Se não dormirmos, morremos. Até agora, ninguém sabia porquê

Uma equipa de investigadores parece ter descoberta a razão pela qual dormimos. Ao que tudo indica, o sono parece ser capaz de redefinir o sistema operacional do cérebro de forma a manter um determinado estado de desempenho otimizado. Este estado designa-se por “criticidade”.

Todos nós precisamos de dormir, mas ninguém sabe exatamente porquê. Este mistério tem intrigado os cientistas ao longo das últimas décadas e tem financiado inúmeras investigações na área.

Segundo o mais recente estudo, os seres vivos necessitam de dormir para conseguir manter um estado de consciência otimizado. Este estado é tão crítico que a ausência de sono durante um longo período poderá ter graves consequências para a saúde, incluindo a morte.

“O sono é tão importante que, sem ele, morreríamos” afirma Keith Hengen, professor assistente de Biologia da Universidade de Washington.

Por entre as várias teorias já propostas, o sono seria necessário para repor determinadas substâncias químicas desconhecidas, essenciais para manter o funcionamento adequado do cérebro.

Mas até agora, ninguém conseguiu identificar estas enigmáticas substâncias, deixando, portanto, a teoria incompleta.

Num novo estudo, uma equipa de investigadores, que se focou não só na biologia, mas também na física, afirma ter desvendado o enigma.

Se estiver correta, esta nova teoria poderá alavancar uma série de tratamentos para distúrbios de sono, ao mesmo tempo que responderá a uma das mais duradouras questões da ciência biológica.

Na física, a criticidade descreve um sistema complexo que existe no ponto de inflexão entre a ordem e o caos. Esta propriedade já é conhecida pelos cientistas de computação, mas até então ainda ninguém a tinha relacionado com o sono.

Mas em 2019, o professor Hengen e um dos seus colegas, o professor de física Ralf Wessel, mostraram que o cérebro humano trabalha ativamente para manter a criticidade.

Estes resultados levaram os cientistas a equacionar se as atividades diárias realizadas durante a vigília afastavam o cérebro do seu ponto de criticidade, e se a necessidade de dormir seria apenas uma forma de o corpo restaurar esse estado.

“Percebemos que esta seria uma explicação muito interessante e intuitiva para o propósito central do sono”, explica Hengen, numa nota publicada no site da Universidade de Washington. “O sono é uma solução de nível sistémico para um problema de nível sistémico”, acrescenta o investigador.

Para testar a sua ideia, os cientistas observaram os picos elétricos dos neurónios do cérebro em ratos, à medida que os animais desempenhavam as suas rotinas de sono e vigília. “É possível acompanhar estas cascatas de atividade através de rede neuronal”, explica Hengen.

Os investigadores conseguiram observar a criticidade tal e qual como ela acontece no cérebro dos ratos.

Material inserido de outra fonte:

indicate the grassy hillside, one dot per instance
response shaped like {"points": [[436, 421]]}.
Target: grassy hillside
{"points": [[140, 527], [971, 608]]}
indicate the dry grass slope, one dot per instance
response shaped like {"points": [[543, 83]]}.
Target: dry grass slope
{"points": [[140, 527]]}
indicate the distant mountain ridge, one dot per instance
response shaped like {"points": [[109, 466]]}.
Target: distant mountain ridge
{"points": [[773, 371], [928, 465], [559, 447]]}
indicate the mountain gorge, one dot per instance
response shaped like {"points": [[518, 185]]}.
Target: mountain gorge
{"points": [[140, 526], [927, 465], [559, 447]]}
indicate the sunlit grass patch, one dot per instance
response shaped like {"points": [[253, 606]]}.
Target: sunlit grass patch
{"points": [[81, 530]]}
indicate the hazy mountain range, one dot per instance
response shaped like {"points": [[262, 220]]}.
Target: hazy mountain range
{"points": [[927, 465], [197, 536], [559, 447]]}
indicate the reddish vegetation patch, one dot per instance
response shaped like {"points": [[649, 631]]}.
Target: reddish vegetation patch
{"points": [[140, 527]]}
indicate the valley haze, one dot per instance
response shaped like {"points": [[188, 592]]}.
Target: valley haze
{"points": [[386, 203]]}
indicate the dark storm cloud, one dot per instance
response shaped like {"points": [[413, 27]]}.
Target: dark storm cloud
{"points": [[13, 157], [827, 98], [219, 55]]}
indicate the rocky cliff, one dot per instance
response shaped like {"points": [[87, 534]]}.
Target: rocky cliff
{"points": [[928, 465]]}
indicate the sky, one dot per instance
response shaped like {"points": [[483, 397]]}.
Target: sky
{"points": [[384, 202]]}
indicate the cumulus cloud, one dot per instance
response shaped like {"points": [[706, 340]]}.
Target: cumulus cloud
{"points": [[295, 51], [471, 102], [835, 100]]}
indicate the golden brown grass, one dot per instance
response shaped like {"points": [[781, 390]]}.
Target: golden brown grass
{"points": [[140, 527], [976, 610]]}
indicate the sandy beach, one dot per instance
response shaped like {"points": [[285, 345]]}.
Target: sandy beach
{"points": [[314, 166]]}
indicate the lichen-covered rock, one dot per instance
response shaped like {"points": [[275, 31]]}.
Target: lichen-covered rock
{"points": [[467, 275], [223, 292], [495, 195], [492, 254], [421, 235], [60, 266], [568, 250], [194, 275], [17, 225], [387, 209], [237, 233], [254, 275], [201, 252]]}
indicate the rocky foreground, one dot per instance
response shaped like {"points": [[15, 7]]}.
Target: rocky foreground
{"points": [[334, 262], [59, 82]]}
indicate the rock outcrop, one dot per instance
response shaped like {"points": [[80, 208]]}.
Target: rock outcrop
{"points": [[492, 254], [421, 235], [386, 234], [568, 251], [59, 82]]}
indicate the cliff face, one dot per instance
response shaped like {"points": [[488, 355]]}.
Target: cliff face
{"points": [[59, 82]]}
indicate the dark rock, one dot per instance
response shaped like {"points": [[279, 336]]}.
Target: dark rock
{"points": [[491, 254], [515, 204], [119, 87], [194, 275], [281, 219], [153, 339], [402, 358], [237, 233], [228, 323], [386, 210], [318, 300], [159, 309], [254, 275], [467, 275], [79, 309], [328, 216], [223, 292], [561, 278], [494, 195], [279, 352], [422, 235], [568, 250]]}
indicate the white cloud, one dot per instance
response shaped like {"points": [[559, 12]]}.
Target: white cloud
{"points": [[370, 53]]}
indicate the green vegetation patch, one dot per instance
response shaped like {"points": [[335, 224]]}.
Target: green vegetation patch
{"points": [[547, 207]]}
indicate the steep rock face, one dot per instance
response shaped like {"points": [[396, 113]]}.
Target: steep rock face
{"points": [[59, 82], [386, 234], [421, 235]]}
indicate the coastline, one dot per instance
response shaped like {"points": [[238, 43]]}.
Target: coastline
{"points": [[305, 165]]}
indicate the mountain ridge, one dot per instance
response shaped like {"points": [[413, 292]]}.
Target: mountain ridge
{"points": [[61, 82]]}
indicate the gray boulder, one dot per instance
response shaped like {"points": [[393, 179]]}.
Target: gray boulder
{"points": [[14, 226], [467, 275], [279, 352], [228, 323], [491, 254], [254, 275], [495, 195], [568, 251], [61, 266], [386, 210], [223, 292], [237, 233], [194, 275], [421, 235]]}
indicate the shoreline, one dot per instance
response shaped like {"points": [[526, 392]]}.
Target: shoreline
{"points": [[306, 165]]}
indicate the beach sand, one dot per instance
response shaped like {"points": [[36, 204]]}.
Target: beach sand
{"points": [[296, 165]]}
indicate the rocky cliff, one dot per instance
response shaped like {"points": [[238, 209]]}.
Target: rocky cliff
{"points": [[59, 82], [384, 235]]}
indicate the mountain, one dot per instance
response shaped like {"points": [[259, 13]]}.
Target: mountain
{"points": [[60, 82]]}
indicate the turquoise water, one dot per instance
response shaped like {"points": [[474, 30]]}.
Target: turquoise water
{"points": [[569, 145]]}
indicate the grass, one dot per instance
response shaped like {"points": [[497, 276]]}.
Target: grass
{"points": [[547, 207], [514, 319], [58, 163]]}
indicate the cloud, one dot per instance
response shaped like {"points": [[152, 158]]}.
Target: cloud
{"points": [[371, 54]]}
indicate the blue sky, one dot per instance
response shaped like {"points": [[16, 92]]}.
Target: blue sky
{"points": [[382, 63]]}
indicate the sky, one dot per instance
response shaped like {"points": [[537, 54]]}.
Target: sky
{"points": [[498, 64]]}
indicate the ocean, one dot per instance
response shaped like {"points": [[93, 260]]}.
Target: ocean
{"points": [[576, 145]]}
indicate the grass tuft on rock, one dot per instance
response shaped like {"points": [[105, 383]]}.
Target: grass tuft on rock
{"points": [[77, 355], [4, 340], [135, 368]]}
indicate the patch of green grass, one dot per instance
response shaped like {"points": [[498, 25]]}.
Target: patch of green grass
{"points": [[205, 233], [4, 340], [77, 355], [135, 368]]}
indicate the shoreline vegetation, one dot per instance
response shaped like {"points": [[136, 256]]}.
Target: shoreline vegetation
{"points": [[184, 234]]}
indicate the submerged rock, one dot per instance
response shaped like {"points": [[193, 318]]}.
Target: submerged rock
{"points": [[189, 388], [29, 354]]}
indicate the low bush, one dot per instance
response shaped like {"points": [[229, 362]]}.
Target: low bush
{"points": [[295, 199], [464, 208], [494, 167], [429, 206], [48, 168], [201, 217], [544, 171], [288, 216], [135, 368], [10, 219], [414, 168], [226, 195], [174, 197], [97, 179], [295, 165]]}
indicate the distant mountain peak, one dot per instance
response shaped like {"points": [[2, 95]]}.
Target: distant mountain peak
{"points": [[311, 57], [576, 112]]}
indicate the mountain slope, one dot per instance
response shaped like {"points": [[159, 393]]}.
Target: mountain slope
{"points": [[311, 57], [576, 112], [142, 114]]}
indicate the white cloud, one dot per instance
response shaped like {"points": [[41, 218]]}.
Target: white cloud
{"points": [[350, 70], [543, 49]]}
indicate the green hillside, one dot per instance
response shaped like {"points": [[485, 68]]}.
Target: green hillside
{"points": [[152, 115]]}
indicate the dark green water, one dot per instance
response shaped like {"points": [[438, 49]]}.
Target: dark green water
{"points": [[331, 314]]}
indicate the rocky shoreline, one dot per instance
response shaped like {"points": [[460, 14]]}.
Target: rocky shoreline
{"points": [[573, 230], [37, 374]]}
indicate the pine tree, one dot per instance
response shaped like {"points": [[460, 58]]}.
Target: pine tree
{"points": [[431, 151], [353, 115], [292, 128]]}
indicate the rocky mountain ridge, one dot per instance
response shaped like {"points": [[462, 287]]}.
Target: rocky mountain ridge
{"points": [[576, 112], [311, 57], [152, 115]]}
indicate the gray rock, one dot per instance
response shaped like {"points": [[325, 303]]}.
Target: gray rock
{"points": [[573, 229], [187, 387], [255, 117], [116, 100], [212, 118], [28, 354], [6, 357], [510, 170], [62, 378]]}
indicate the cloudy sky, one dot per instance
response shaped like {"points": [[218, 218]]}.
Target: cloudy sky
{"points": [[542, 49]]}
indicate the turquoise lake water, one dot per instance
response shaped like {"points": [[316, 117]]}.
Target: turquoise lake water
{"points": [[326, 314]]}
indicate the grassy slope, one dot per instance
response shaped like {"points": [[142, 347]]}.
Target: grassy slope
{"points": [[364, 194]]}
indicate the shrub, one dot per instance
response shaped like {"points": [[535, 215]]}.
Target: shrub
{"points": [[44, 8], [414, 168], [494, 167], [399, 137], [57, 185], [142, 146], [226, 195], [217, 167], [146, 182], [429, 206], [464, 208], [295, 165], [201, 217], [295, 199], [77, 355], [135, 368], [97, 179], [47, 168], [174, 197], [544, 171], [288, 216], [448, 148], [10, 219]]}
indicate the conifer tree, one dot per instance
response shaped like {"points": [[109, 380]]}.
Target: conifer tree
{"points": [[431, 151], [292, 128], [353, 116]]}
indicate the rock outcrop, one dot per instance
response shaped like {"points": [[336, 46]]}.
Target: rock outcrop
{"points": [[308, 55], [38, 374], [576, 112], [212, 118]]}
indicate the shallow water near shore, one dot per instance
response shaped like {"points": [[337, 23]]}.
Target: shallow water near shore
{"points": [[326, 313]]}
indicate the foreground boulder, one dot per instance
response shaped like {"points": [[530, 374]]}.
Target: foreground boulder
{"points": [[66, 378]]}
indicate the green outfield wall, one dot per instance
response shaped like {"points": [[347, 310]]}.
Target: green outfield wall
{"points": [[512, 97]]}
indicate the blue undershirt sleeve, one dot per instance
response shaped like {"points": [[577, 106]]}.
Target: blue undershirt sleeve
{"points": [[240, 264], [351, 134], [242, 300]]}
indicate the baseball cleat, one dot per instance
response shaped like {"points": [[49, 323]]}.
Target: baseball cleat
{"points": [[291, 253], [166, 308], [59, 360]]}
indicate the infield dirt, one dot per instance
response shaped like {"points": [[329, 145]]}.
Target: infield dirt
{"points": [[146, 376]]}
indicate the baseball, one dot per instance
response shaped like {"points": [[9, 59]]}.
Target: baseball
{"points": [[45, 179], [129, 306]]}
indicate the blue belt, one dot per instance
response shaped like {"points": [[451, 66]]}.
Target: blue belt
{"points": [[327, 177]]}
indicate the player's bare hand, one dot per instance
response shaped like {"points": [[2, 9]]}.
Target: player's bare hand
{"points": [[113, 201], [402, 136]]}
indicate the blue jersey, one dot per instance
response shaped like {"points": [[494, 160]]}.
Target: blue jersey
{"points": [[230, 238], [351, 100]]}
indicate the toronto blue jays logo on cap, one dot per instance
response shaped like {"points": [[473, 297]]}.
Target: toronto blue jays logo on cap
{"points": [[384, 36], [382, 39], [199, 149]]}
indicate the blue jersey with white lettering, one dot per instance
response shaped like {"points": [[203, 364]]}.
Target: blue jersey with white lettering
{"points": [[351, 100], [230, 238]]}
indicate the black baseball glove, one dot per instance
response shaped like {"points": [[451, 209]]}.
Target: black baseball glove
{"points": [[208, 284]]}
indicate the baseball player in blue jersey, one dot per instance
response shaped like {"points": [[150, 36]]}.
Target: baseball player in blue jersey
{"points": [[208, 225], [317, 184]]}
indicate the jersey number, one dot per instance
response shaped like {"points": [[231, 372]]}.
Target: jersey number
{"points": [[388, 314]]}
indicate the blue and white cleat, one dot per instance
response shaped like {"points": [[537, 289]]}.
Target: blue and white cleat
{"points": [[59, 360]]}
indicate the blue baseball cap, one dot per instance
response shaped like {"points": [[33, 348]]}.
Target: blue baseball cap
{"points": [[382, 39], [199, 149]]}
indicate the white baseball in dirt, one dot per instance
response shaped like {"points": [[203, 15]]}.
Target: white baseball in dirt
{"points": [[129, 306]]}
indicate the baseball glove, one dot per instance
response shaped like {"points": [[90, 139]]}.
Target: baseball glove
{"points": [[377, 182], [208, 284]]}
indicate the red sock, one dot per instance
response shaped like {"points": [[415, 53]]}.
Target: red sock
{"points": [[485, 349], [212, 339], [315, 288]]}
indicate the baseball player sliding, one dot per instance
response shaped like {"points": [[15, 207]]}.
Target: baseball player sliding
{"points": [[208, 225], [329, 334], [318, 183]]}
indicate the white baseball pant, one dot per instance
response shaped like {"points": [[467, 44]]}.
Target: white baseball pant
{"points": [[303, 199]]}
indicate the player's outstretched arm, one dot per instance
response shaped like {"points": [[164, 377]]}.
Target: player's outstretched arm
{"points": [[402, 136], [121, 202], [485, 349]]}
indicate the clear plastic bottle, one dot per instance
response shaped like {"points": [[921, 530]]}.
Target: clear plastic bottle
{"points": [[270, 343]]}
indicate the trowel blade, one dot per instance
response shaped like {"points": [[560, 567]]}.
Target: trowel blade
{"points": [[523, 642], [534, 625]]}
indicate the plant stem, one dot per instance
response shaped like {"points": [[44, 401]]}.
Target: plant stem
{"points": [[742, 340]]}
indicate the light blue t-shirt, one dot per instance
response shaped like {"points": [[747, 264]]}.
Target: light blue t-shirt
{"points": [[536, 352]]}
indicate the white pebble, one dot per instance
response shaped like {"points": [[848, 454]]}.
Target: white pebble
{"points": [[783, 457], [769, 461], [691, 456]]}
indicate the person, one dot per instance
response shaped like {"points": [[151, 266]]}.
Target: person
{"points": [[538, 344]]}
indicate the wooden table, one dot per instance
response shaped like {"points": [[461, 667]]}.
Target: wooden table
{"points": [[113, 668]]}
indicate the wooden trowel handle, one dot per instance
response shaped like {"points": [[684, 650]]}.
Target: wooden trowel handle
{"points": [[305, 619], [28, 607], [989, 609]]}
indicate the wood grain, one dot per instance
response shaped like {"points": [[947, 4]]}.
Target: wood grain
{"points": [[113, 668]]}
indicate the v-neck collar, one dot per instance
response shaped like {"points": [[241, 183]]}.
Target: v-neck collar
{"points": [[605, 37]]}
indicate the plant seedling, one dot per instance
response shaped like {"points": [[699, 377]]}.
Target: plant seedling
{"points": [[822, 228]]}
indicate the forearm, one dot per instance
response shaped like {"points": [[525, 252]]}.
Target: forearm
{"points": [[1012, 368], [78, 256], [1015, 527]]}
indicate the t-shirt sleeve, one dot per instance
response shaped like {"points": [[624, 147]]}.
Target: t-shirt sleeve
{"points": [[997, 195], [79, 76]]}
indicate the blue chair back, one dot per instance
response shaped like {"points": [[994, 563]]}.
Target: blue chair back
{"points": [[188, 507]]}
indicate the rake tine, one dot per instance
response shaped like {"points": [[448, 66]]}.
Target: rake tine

O ponto máximo de criticidade acontece logo após um período de sono restaurador e vai diminuindo à medida que o tempo passa e que os ratos se mantêm acordados.

Os efeitos da vigília na criticidade foram tão significativos que os cientistas conseguiram mesmo prever quando é que os ratos iriam dormir.

“Estes resultados sugerem que cada momento de vigília tende a afastar os circuitos cerebrais da criticidade, sendo o sono responsável por reiniciar o cérebro”, explica o autor do estudo publicado no início do mês na Nature Neuroscience.

Uma vez que esta investigação está limitada pelo cérebro de ratos, não se pode descartar a hipótese de o comportamento do cérebro humano ser diferente. Ainda assim, os investigadores envolvidos acreditam que estão num bom caminho.

“O cérebro é como um computador biológico”, explica Hengen. “A memória e a experiência durante a vigília mudam o código pouco a pouco, afastando lentamente o sistema de um estado ideal. O objetivo central do sono é restaurar este estado computacional ideal.”

Mais testes serão necessários para poder comprovar a teoria, especialmente em seres humanos. No entanto, o conjunto de resultados obtidos neste estudo é tentador e parece que, finalmente, decifrámos o mistério por detrás do sono.